The first question is on the cash flow outlook.
Scott you noted that the higher cash taxes are taking a big bite.
Could you just give a little bit more context as to is this the year we get to become a full taxpayer on a cash basis and any other items that are, that we should think about in terms of the bridge from 2012 to 2013 cash flow?
Scott Donnelly - Chairman, CEO
That's really the primary driver so you're right.
I mean, I think that we certainly feel we'll be paying our fair share this year in cash taxes, and that's really been just timing associated with other things over the last few years.
We have not paid as much cash tax.
That certainly catches up with us this year.
We were talking about used aircraft, I do think that we will see some positive cash flow as we work some of the used aircraft balances down.
But other than that it should be a relatively straight conversion into cash.
Obviously, as Frank said, we will have some higher CapEx spending this year, and again, that's primarily driven by a number of new product programs that are going on, particularly at Bell and Cessna, and as a result of some facilities capital that we're spending with Bell as we consolidate what was multiple facilities in the Fort Worth area into principally one location.
Joe Nadol - Analyst
Okay.
You noted that your new models, your three new models or one new model with two updates are important to your forecast this year.
Can you speak to how they're tracking, particularly the M-2?
I was thinking that might be delivered in Q3.
It sounds like Q4.
So is that flipping or is everything on track there?
Scott Donnelly - Chairman, CEO
First of all the programs are growing extremely well.
Flight test activity is underway with all the aircraft.
We have not run into any issues so we're pleased with the performance and how they're doing.
Of course you do have to go through the FAA certification process.
That seems to be tracking reasonably well at this point.
The M-2 is one that we'd like to get some third quarter deliveries but I think the way the certification date is going to fall that's going to be difficult to do.
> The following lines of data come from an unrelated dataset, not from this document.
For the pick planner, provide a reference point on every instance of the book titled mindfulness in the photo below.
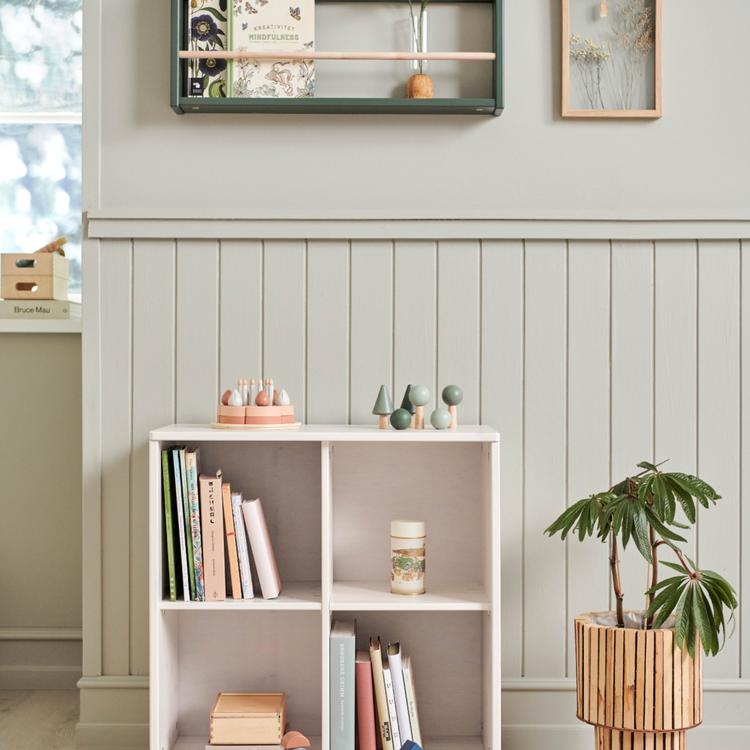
(272, 26)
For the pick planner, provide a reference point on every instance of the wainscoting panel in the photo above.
(588, 355)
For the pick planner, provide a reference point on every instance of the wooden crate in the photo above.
(248, 719)
(34, 276)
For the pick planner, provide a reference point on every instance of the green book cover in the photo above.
(168, 527)
(186, 517)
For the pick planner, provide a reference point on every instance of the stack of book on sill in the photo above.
(210, 531)
(376, 686)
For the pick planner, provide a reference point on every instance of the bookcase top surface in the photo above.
(330, 432)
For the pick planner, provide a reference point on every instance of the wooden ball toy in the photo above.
(440, 419)
(419, 395)
(383, 407)
(453, 396)
(401, 419)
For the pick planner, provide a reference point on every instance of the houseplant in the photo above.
(640, 673)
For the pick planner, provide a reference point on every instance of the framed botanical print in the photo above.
(612, 59)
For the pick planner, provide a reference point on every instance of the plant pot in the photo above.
(419, 86)
(636, 687)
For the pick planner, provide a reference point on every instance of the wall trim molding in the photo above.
(523, 684)
(41, 634)
(108, 225)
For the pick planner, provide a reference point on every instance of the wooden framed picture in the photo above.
(611, 58)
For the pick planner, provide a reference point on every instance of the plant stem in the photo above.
(654, 572)
(614, 564)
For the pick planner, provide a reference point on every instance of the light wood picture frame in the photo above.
(615, 81)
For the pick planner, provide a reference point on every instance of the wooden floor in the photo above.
(38, 719)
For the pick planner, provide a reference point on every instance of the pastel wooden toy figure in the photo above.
(407, 404)
(383, 407)
(453, 396)
(419, 396)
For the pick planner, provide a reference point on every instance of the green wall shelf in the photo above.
(182, 104)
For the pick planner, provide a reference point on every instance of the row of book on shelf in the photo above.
(376, 687)
(209, 532)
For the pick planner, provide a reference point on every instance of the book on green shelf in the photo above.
(169, 526)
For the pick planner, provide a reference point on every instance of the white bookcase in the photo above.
(329, 493)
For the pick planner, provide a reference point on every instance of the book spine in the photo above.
(234, 567)
(180, 522)
(411, 702)
(195, 523)
(402, 710)
(365, 705)
(213, 539)
(342, 687)
(242, 551)
(260, 543)
(168, 525)
(388, 680)
(381, 701)
(188, 530)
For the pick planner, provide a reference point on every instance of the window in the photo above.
(40, 127)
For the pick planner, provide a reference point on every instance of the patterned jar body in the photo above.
(407, 557)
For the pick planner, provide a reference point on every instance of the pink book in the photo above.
(260, 542)
(365, 702)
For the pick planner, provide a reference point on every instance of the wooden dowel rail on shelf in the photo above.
(216, 54)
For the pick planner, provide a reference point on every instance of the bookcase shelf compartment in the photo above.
(328, 491)
(391, 105)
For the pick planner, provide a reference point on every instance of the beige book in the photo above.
(234, 566)
(212, 528)
(381, 701)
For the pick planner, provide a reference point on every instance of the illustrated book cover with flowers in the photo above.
(207, 30)
(272, 26)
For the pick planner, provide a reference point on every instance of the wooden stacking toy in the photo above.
(383, 407)
(251, 407)
(39, 275)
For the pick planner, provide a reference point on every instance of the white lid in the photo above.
(407, 529)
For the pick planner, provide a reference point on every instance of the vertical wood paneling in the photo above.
(328, 332)
(458, 325)
(675, 364)
(92, 460)
(284, 321)
(197, 330)
(718, 421)
(371, 327)
(153, 406)
(240, 311)
(115, 310)
(744, 589)
(544, 451)
(414, 320)
(632, 385)
(502, 408)
(588, 420)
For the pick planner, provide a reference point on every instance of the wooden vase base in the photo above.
(419, 86)
(617, 739)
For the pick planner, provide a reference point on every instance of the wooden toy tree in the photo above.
(383, 407)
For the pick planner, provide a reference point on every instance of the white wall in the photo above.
(581, 321)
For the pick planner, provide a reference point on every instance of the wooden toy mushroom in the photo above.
(407, 404)
(453, 396)
(383, 407)
(419, 396)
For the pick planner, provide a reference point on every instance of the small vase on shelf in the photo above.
(419, 85)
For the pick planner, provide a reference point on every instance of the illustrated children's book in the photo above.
(272, 26)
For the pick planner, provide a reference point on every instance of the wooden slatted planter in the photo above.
(636, 687)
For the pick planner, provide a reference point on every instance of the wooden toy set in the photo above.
(255, 406)
(39, 275)
(411, 413)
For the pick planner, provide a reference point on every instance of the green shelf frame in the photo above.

I think that most if not all will be in the fourth quarter.
Again, it's, the program and the product has been well received, and is not having any impact in terms of our expectations for the number of units that will ship in the 2013.
Joe Nadol - Analyst
Okay.
And then just finally, could you just expound a little bit upon the Systems and the UAS issue and I guess specifically is this a continuation of what we saw last quarter or are these discreet and new issues that popped up?
Scott Donnelly - Chairman, CEO
That's a good question.
The issues we initially ran into on the services contract were with respect to our ability to get people trained to the appropriate level to be ready for the increase, basically just the ramp of the program in terms of people going in theater and operating the aircraft.
We put a very robust training process in place, and we have not seen any continuation of that.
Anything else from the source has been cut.